Almost every profession depends on getting people to talk to you lot, and the good news is that conducting a great inter-view is something you tin can acquire. We encounter doctors, lawyers, police officers, and journalists on television or in movies, and it seems that they accept a poised, professional, confident manner when they carry interviews. They look like naturals. The shows give the impression that conducting a great interview depends entirely on your beingness an extrovert with insatiable curiosity. We get a stereotype in our minds well-nigh interviewing, that nosotros're just built-in with the interviewing gene or we're not. Only I don't think that's the instance at all. Remember, everyone is an interviewer. Every profession has its times where we demand to ask questions of strangers. Boisterous and confident people tin can be great interviewers. Marc Maron is very good at this. He gives off an air that says, "It's so absurd that you lot're talking to me on my podcast, but of course yous wanted to talk to me in the first place." For Maron, it'due south a combination of piffling- kid wonder and arrogance, and it works for him. But shy and insecure people tin be corking interviewers, too. Some of the best interviewers I have seen are tentative, noncombative, soft- spoken people. Their personalities put people at ease and make them easy to talk to. They know their field of study well, and they know that their source can help them proceeds fifty-fifty more than understanding, and they are okay with beingness vulnerable. I heard the journalist Katherine Boo depict how she got people in Mumbai to be then open with her in her book Behind the Beautiful Forevers. She said that she showed up so often that people sort of forgot that she was there.
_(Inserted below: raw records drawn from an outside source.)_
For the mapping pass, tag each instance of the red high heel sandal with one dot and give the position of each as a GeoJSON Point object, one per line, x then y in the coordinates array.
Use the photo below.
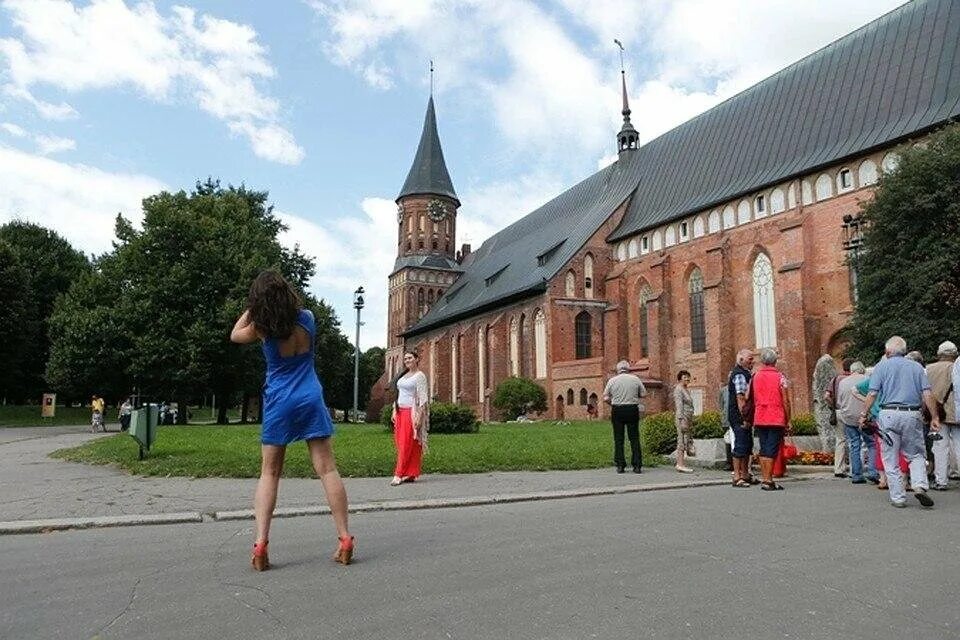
{"type": "Point", "coordinates": [344, 554]}
{"type": "Point", "coordinates": [260, 560]}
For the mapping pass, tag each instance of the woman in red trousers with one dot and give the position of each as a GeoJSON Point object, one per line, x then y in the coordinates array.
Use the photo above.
{"type": "Point", "coordinates": [411, 420]}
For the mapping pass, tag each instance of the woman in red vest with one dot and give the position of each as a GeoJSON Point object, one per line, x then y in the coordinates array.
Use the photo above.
{"type": "Point", "coordinates": [771, 399]}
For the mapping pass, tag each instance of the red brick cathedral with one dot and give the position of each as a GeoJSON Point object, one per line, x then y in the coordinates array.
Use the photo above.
{"type": "Point", "coordinates": [732, 230]}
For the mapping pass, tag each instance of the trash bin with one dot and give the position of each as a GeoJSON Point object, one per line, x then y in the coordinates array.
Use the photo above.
{"type": "Point", "coordinates": [143, 426]}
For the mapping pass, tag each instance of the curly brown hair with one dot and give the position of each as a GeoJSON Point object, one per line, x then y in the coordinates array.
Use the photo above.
{"type": "Point", "coordinates": [273, 305]}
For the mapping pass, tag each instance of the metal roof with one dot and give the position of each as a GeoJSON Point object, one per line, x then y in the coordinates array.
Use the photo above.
{"type": "Point", "coordinates": [428, 174]}
{"type": "Point", "coordinates": [508, 265]}
{"type": "Point", "coordinates": [898, 75]}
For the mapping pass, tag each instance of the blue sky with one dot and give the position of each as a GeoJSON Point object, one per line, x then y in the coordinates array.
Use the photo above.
{"type": "Point", "coordinates": [321, 103]}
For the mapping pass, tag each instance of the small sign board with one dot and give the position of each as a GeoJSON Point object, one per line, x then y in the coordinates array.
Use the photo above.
{"type": "Point", "coordinates": [48, 407]}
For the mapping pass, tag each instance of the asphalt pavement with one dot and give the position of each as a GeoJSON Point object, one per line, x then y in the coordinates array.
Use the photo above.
{"type": "Point", "coordinates": [822, 559]}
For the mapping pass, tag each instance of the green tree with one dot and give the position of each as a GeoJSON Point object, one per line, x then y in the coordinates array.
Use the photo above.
{"type": "Point", "coordinates": [16, 310]}
{"type": "Point", "coordinates": [53, 266]}
{"type": "Point", "coordinates": [909, 272]}
{"type": "Point", "coordinates": [516, 396]}
{"type": "Point", "coordinates": [160, 307]}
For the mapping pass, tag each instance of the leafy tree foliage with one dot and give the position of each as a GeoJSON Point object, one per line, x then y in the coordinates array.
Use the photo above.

Good interviewers are simply themselves. They're not acting. They're curious. They know how to be repose and listen. The accurate ones who ask skilful questions are the ones who excerpt profound answers instead of clichés, and who get past the surface and into something that rarely gets explored.

Asking proficient questions in a expert social club that leads you to greater understanding volition raise whatever job, and any life. I have seen it happen with nearly every personality type, in virtually every professional context.


From the book TALK TO ME. Copyright © past Dean Nelson. Published February 19, 2019 by Harper Perennial, an imprint of HarperCollins Publishers. Reprinted by Permission.


Emiko Tamagawa  produced and edited this story for broadcast with Todd Mundt . Jackson Cote  adapted information technology for the web.